The White House Kitchen Garden

Gardeners are abuzz with the news that ground will soon be turned on a new food garden for the White House, replacing some of the lawn. Everybody is commending the Obamas for leading the way in a movement that will improve health and save money for millions of Americans if they will follow suit.

If you're wondering what they'll be growing, you can see a tentative plan here:
It looks like a lovely garden, but doesn't it seem to be missing a few things? There are greens, greens, more greens, peas, onions, broccoli, an herb garden, some rhubarb, a berry patch (and apparently there will even be beehives), but couldn't there be a place, for, say, some tomatoes? Or carrots, potatoes, beans, cucumbers, squash, or melons? Honestly, are they going to eat all that lettuce by plain?

Well, they say you should start small, that your first vegetable garden shouldn't be too complicated or you'll want to quit before you even really get started. Since the family living there has never had a garden before, I suppose they should be an example not only in self-reliance but also moderation.
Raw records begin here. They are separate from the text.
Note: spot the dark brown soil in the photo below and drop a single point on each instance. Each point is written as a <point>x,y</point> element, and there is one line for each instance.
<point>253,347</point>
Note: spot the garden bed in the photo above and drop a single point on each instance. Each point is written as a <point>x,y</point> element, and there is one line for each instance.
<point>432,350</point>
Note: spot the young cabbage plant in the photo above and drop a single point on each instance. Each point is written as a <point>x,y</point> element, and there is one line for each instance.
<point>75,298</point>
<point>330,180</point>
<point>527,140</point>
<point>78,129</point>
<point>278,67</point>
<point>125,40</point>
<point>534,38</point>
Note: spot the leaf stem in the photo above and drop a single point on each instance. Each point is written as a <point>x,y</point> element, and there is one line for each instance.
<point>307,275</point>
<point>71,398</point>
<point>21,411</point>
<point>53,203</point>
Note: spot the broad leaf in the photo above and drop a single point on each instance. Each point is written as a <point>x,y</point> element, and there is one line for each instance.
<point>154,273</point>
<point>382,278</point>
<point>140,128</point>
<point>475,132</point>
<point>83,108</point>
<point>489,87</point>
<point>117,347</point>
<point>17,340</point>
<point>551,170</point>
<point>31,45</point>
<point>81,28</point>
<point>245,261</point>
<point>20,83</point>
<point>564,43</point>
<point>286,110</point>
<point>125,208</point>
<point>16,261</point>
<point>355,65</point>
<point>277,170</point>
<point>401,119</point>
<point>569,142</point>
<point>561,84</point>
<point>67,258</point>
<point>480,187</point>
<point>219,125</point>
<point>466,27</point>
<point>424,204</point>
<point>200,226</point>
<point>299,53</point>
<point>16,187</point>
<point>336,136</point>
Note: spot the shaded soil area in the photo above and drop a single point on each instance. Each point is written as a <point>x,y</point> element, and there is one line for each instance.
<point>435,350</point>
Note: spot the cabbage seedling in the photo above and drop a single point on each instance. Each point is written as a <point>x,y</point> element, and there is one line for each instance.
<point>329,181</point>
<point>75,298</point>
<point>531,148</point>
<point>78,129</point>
  1. When you look at the image, it says it is the "Spring" garden. I know you are growing in a colder climate with a shorter growing season. I am also in VA and DC is probably Zone 6 (I am in Zone 7). After they pull out the peas, for instance, things like tomatoes and summer squashes can go in. When we garden here in the south, we can garden for several seasons, having spring, summer, and fall plantings. I suspect that is the reason there are missing in that diagram! LOL!

  2. Islandgardener is right, of course. Those are all cool-season crops. Here in zone 3, though, there's not really time to grow anything to maturity before the tomatoes go in, so they get their own space all season.